Beetles, sweets, blobs, and Mum: examples from fiction
Does language written for children differ substantially from language written for adults? Let us look at some examples gathered by comparing the Oxford Children’s Corpus with the Oxford English Corpus which is used to create the adult range of dictionaries.
When looking for an illustration of the word blob an adult might think of a blob of toothpaste when the Oxford Children’s Corpus will provide a description of warm rice pudding with a blob of strawberry jam on top, or talk of a gurgling, squelchy blob. You are at least three times more likely to come across Grandad, Mum, and Dad, in children’s fiction than in adult fiction, and at least ten times more likely to find toffee and sweets. Nature words such as headland, beetle, moor, creepers, bog, and twigs are much more frequent in the Oxford Children’s Corpus than in the Oxford English Corpus. Colourful verbs like peeped and spluttered also occur more frequently in children’s fiction along with adverbs such as crossly and doubtfully. Our lexicographers find a children’s corpus particularly useful to find appropriate example sentences, as well as to establish or refine words to include in children’s dictionaries and thesauruses.

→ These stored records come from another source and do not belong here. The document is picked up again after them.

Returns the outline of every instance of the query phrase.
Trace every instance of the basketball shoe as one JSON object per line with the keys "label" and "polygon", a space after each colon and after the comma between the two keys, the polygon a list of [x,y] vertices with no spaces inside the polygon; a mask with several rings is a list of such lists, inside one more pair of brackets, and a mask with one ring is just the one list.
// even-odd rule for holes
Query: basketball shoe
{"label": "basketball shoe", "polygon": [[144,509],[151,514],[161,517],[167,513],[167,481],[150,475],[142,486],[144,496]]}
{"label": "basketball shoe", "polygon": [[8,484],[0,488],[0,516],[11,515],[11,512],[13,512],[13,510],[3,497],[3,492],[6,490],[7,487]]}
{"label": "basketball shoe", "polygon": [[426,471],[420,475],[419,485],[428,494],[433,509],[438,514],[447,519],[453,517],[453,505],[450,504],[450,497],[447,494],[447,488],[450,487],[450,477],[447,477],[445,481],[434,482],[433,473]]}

Drug barons or Norman barons?
The Oxford Children’s Corpus is vital in helping our lexicographers to reflect changes in language and appropriate contexts in our dictionaries for children. The same word often has different contexts or usages in children’s language and adult language. Take the word baron, for instance. While the Oxford Children’s Corpus will give you wealthy barons and Norman barons, the Oxford English Corpus has an interesting selection of drug barons and media barons. Or the word hand in the Oxford Children’s Corpus will appear mostly in its literal sense, as the body-part hand, whereas the Oxford English Corpus has a wider range of the extended and figurative uses of hand, e.g. dismiss/reject out of hand, suffer at the hands of, play in to someone’s hands, the task/topic at hand.
The Oxford Children’s Corpus is one of its kind in tracking the language of children today and giving us many typical and entertaining examples of language written for children. It highlights how children perceive the world differently from adults. So the next time you find yourself daydreaming, why not take a childlike approach to it, and indulge in a dream about fantastic places and amazing adventures, with lashings of toffee, beetles, creepers, moors, and sweets from Grandad!